Shortages of EPI cards, tally books and register books have also been reported by EPI workers, along with vaccine shortages. The experiences of mothers matched the information obtained from EPI centres regarding the shortage of cards and the use of small paper slips as an alternative, which are lost in most cases. Private hospitals manage this paperwork on their own. Many working mothers send their newborn babies to relatives so that they can resume work within two months of delivery, only seeing their children two or three times a year. Some newcomers do not know where to have their children vaccinated. Birth registration was made mandatory for immunisation. During that time, many babies were turned away from EPI centres and never returned, while others experienced delays in vaccination. For many families, even spending two to three thousand taka could not guarantee the timely issuance of a birth registration certificate, despite it being a service that is supposed to be provided free of charge. These are small observations from an area just 25 kilometres from the capital that deserve closer examination.

Childhood infectious diseases creating iummunisation crisis in Bangladesh
Measles has re-emerged in Bangladesh, threatening children's health. Visual: Star Digital Team

 

While the measles outbreak is subsiding for now, dengue has already arrived, and there is still no vaccine available for routine prevention. Once again, paediatric and adult medicine wards will become overburdened with dengue patients. Designated dengue wards will quickly reach capacity, with cases exceeding the number of available beds.

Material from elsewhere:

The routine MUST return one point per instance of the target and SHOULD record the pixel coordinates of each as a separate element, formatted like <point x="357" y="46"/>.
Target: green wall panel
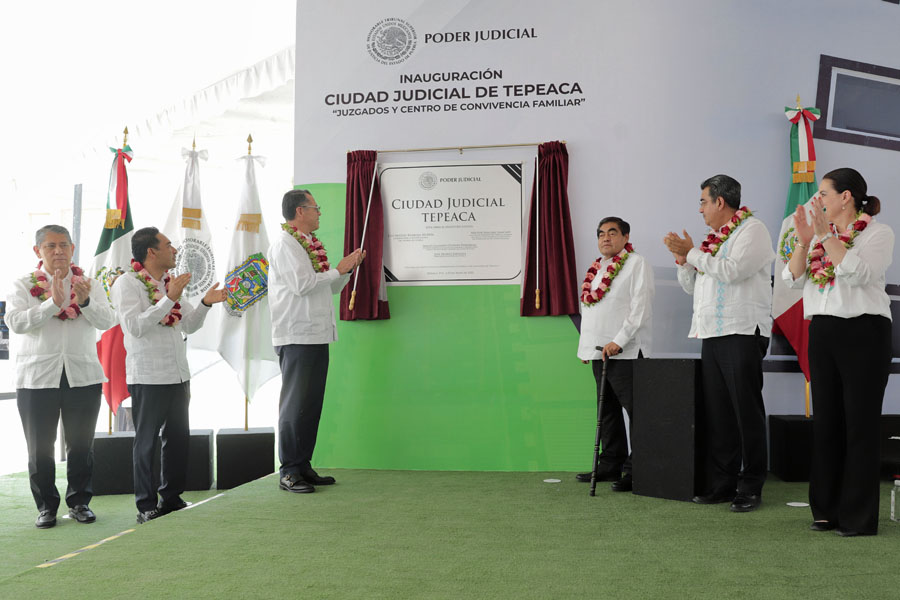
<point x="455" y="380"/>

Children fortunate enough to secure a bed in a government hospital will receive more affordable treatment, often sharing the same bed with other children. Those who are less fortunate will place an even greater financial burden on their families. Once again, there will be pressure on paediatric intensive care units (PICUs), although only a small proportion of children require intensive care. What these children need most is close monitoring, which depends on adequate healthcare manpower. To cope with rising dengue cases alongside the routine patient load, healthcare workers, including doctors, may have to forgo their entitled leave and continue working without additional remuneration. Updated dengue guidelines will be issued, and doctors will continue to learn and train junior colleagues in the management and prevention of dengue. They will once again do what is required, just as they did during the measles outbreak. All these are essential measures in responding to an outbreak of an infectious disease.

Although the family is a child's primary caregiver, children are not the sole responsibility of their families. As the country's future workforce—or, in other words, its future human resources—and future contributors to the GDP, their health, well-being and development are also the responsibility of the state. Families should not have to struggle alone to raise their children, protect them from disease, or provide them with a minimum standard of living and adequate nutrition. Already burdened by uncertainty over their livelihoods, they should not be pushed further into hardship by out-of-pocket (OOP) healthcare expenditure, which in Bangladesh is more than three times the level recommended by the WHO (73% versus 20%). Therefore, it is not only the infection that must be addressed, but also the child, the family and the broader conditions that determine their health.


Dr Banani Chakraborty is a paediatrician.